Ho riportato nel seguente diagramma il grafico della formula, con in ascissa la velocità e in ordinata lo sforzo resistente
Ra in kgf.

Come si può vedere la resistenza per rotolamento non cambia moltissimo al variare della velocità.
Sino ad ora però abbiamo ragionato in condizioni ideali utilizzando gomme gonfiate al valore nominale. I guai arrivano quando la gomma non è ben gonfia. I sacri testi riportano che una gomma con pressione all’80% del nominale, moltiplica da 2 (gomme a larga sezione) sino a 3 volte (gomme molto strette) f0, che vuol dire raddoppiare o triplicare la resistenza al moto. Sotto il 50% della pressione nominale oltre ad aumentare enormemente l’attrito (circa 5 volte), si innescano anche fenomeni di instabilità in curva che possono diventare pericolosi e far sbandare.
Ultima considerazione: il consumo della gomma è proporzionale alla sua pressione di gonfiaggio.

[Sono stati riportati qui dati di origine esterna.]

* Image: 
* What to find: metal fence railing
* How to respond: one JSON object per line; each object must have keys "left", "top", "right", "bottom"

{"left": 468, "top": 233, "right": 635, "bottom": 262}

Ogni 10% in meno della pressione sul nominale, il consumo aumenta del 15/20%. Mal contati:
mezza pressione è uguale a mezza durata. C’era da aspettarselo visto quanto detto prima parlando di impronta a terra.
Conclusioni. Se vogliamo una bici scorrevole, oltre a una buona qualità della gomma, dobbiamo soprattutto rispettare alla lettera i valori di pressione indicati dal costruttore e riportati sugli pneumatici. Con le gomme sgonfie triplicare lo sforzo sui pedali è un attimo e non parliamo di inezie. Immagino che tutti abbiamo riscontrato di persona cosa voglia dire pedalare dopo aver ben gonfiato le gomme. Sembra di volare…

Ora non resta che mettere assieme tutte le considerazioni fatte sino ad oggi per capire gli sforzi complessivi richiesti dagli attriti. Sarà però per una prossima volta. Ciao a tutti.